French labor unions on Jan. 22 said U.S.-based General Electric (GE) will cut 468 jobs at its units in France, including some staff at Alstom Power Systems (APS). GE confirmed to Agence France Press (AFP), a French news service, that talks with its unions on staff reductions are underway.

The unions said 229 jobs would be cut at APS, with some of those reductions due to retirement of senior staff. Those APS cuts will include 146 jobs at the GE Energy headquarters in Belfort, France. Union sources said 90 positions will be cut at GE Grid, and 149 jobs will be lost at GE Energy Conversion France.

The cuts are part of negotiations under a “collective mutually agreed termination” measure that was introduced in France in 2017.

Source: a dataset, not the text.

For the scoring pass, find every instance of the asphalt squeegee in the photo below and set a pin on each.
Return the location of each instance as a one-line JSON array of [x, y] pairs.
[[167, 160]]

A GE spokesman in Belfort told AFP the company was “reviewing its activities to be sure they are responding to marketplace realities and will allow for long-term success.” The spokesman said GE was discussing voluntary departures with APS, but would not provide details because talks—which began in December—are ongoing.

The CFDT and CFE-CGC unions at APS issued a joint statement that said the workforce reductions would have a negative impact on “the continuity of activities [and] the maintenance of skills and expertise.” The first meeting between GE and union officials occurred last week, and are continuing on a weekly basis. The unions said the first job cuts would occur in April.

GE acquired Alstom’s power and grid businesses for more than $10 billion in 2015. At the time, then-GE CEO Jeff Immelt called it a “significant step in GE’s transformation,” adding that it would “further our core industrial growth.”

But the acquisition was a drag on GE’s financial performance. Weak earnings led GE to reorganize its power business, and the company in late 2017 announced 12,000 job cuts in its power division.

The company began restructuring when John Flannery replaced Immelt as CEO in 2017. But financial markets hammered the company as Flannery defended a “deliberate” pace of change, as he spun off several of the company’s units over the course of several months. Job cuts continued at GE locations, including at its onetime home base in New York and at manufacturing plants, as the company lost market share in its gas turbine business to rivals Siemens and Mitsubishi Hitachi Power Systems.

Flannery was ousted as CEO just more than one year after taking over, replaced by H. Lawrence Culp Jr. More changes in the company’s leadership occurred in November 2018.